卻在看見符予初和章矩那張臉的瞬間,“吧嗒”一下把咬的牢牢的饅頭掉落在地。
那饅頭在地上還沒來得及滾兩圈,就被邊上另外一個男人眼疾手快搶走,在衣服上擦了幾下灰,收進囊中。
邊上另外一個年齡稍大兩鬓斑白的老頭笑着指着刺猬頭笑道:“小劉啊小劉,連個饅頭都沒咬住,被人家三兒搶走了吧。”
被叫做三兒的男人身量矮小,頭發亂蓬蓬很長,有些像鳥窩,他接過話茬調侃道:“劉哥口水還挺能沾灰,不好拍。”
衆人齊刷刷笑起來,有聲音在這樣的叫聲裏面混雜:“三兒這腦子可咋辦。”,當然,很快就又淹沒了。

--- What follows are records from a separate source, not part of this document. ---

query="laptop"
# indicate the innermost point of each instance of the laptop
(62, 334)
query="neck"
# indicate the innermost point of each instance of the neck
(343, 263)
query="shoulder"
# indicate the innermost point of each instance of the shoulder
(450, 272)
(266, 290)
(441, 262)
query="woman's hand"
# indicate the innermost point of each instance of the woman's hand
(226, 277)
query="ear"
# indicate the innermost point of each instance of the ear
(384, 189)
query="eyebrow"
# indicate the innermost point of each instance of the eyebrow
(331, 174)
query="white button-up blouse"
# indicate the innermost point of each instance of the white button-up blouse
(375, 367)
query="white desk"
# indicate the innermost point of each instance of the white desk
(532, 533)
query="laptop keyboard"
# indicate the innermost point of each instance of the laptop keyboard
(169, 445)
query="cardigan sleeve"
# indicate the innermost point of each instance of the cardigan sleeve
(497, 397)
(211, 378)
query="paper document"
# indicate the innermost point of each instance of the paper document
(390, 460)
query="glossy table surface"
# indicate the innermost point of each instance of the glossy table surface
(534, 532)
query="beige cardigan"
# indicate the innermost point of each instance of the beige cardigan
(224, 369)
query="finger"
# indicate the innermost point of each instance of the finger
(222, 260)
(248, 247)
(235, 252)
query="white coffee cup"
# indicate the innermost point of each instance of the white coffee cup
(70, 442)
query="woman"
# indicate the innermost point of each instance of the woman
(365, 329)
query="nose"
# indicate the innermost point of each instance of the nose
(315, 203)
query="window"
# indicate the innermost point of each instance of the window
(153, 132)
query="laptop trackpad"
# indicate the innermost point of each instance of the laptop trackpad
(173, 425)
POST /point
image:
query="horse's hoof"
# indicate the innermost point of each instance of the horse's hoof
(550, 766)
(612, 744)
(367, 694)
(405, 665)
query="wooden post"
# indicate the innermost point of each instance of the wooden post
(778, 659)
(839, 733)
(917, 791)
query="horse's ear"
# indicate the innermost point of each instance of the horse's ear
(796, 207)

終于有人發現刺猬頭的不對勁了,他問道:“劉子,那邊兩個人你認識?看什麽呢,都看傻了。”
有人又道:“這看起來就是有錢人啊,劉子你還認識這樣的人物?那你豈不是要平步青雲了,以後發達了,可別忘了兄弟們啊。”
刺猬頭嘴唇嗫嚅了幾下,竟然猛地站起身,一言不發朝着胡同的另一面逃去。
“哎哎哎小劉!你怎麽了!你去哪兒啊——”
這句話話音還沒落,刺猬頭離弦之箭一般沖出去的身體就像是被什麽東西拽住了一樣,又以一種扭曲的姿态被重新拽回人群中間。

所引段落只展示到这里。